I don’t feel so well…

 Posted by at 16:42 on 12 April 2014
Apr 122014

Ugh, I hate being this way.

What way is that? I have a throbbing head, a massive sneeze that returns frequently enough to make my chest ache, a running nose (I didn’t tell it to go for a run, no idea where it got that notion!), at night a sore throat, and so on. I have a head cold.

To my UK friends, I’m poorly. To my US friends, I’m sick, or ill.

These aren’t reversible …

These don’t work the other way around, I note: I’m not sick to my UK friends, because sick to them is a direct replacement for the word vomit. “I had to clean up her sick” means “I had to clean up her vomit.” It’s not a synonym, which usually has a slightly different meaning or connotation (take car, which has a synonym of automobile, but automobile means many more things than just car – could mean a truck, etc).

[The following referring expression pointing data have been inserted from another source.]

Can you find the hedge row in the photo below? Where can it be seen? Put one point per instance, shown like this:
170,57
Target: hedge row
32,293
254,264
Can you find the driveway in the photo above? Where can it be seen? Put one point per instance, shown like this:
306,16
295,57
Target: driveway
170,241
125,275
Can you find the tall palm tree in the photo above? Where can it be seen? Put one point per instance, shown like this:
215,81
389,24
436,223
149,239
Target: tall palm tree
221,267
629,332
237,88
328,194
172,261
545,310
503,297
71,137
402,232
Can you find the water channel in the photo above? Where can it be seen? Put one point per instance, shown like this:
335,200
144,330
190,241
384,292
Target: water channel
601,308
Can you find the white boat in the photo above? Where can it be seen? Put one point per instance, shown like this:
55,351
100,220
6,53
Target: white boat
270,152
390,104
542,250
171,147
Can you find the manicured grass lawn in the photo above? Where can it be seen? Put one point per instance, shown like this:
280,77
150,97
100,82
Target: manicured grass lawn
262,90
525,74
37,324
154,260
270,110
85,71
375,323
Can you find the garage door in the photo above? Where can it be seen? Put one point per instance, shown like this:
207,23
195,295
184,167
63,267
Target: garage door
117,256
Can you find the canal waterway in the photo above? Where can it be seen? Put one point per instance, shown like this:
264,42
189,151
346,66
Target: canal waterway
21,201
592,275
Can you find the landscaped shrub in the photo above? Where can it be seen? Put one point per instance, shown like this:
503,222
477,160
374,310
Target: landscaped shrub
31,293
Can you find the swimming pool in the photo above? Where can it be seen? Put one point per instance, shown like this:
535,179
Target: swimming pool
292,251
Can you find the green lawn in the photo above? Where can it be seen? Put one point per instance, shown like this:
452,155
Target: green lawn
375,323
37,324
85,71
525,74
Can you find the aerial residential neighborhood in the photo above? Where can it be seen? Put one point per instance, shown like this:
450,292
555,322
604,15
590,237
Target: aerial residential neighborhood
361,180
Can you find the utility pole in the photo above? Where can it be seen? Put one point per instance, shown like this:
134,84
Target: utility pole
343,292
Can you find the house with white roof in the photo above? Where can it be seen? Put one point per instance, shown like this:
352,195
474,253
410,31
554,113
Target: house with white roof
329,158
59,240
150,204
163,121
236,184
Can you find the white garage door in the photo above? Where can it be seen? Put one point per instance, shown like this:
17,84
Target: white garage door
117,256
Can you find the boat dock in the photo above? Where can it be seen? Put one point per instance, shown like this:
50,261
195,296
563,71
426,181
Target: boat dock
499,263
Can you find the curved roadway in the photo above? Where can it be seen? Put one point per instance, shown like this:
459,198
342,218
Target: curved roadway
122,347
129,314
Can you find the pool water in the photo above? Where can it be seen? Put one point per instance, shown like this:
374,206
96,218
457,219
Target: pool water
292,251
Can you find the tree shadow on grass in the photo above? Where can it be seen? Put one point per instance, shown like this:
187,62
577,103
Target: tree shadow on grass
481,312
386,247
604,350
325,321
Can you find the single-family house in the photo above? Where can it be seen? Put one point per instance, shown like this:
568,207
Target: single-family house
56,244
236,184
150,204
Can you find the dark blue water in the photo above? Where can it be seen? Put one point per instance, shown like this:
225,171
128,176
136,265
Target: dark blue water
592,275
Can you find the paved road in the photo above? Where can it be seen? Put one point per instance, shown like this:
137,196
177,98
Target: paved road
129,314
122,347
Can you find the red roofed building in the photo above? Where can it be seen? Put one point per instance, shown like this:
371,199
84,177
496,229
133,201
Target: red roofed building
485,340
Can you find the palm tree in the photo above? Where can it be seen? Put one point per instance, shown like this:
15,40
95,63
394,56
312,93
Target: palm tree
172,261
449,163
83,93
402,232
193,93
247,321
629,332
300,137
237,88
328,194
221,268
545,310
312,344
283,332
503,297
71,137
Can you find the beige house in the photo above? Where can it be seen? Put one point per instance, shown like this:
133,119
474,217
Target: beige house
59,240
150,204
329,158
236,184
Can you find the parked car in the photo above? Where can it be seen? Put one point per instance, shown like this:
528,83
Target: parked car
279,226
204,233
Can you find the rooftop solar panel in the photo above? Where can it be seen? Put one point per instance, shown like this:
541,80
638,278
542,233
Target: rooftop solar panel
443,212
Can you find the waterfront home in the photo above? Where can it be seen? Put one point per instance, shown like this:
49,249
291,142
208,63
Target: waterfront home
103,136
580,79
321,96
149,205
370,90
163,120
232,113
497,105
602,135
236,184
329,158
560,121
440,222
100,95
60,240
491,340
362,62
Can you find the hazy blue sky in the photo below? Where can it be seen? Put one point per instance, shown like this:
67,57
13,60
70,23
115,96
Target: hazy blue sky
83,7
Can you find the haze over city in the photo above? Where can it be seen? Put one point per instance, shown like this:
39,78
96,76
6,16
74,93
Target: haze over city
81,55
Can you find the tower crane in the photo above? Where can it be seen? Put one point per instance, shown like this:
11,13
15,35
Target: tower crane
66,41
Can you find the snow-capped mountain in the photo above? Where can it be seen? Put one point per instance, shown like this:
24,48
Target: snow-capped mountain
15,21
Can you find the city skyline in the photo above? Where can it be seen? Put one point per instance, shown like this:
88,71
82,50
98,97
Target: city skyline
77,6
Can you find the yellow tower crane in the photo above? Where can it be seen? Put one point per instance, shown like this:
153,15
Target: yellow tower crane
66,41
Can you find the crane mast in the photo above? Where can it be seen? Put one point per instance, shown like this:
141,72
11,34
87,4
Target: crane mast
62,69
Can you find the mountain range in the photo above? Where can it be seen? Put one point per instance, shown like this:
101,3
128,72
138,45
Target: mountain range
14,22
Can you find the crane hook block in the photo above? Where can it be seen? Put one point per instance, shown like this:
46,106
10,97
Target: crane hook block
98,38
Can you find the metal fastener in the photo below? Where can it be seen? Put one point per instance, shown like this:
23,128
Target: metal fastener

I don’t know how other Americans use ill, but I picked it up as a slightly more elegant way of saying sick, with the same range of meanings: you’re sick or ill whether you have a head cold, pneumonia, cancer, or whatever; you have to use other words to convey which it is (I generally unimaginatively use the words head cold, pnuemonia, cancer, and so on). A few times I’ve said someone’s ill to my friends here, and they react with such concern that it’s as though the person in question is on their death bed. I now usually remember to not use ill.

A new American word for my current state has entered my awareness recently: puny. My aunt wrote in a letter recently: “I have been a little puny this week, but as the day goes by, I am doing better.” Then when I was on the phone to my grandmother, she used the word puny to describe my current state. So I think puny and poorly are the best match, but I don’t know how widespread puny is (in this meaning). I just don’t remember coming across it that much, but then, it’s not the kind of thing I paid much attention to until having to learn the new vocabulary for it.

But then, in a recent conversation, someone was talking about his father, who’d been in the hospital for 9 weeks before dying recently, very sad. He said, “… but by then, Dad was poorly,” referring to that 9 weeks. So poorly doesn’t always mean a mild illness, clearly.

Forget sick/poorly/etc. I’ve decided that I prefer to simply call my current self a snot monster.

A canal walk around Uppermill

 Posted by at 01:37 on 29 March 2014
Mar 292014

On Wednesday, I went with some of the members of my WI for a walk alongside the canal near Uppermill, a town in Saddleworth, Oldham, Greater Manchester. It’s a beautiful place, very much like the High Peak, and I thoroughly enjoyed it. I snapped a whole lot of photos, and wanted to share some with you.

My last photo-heavy post got no comments, and I suspect that it took so long to load that everyone gave up on it. This time I’ve resized all the photos, so it should load quicker, and added a link in each caption to the full size photo, should you want a closer view of anything. I really hate squinting at a small photo, trying to make something out, that would be dead easy to see if only the full size photo was available. This is the best balance I can think of at the moment. Please let me know how it works for you.

Photos incoming …

Remember to click on a photo to see it a bit bigger, and also to be able to read the whole caption.

And then we came home – I was worn out! I totted it up; we’d covered 4 miles in all – not bad!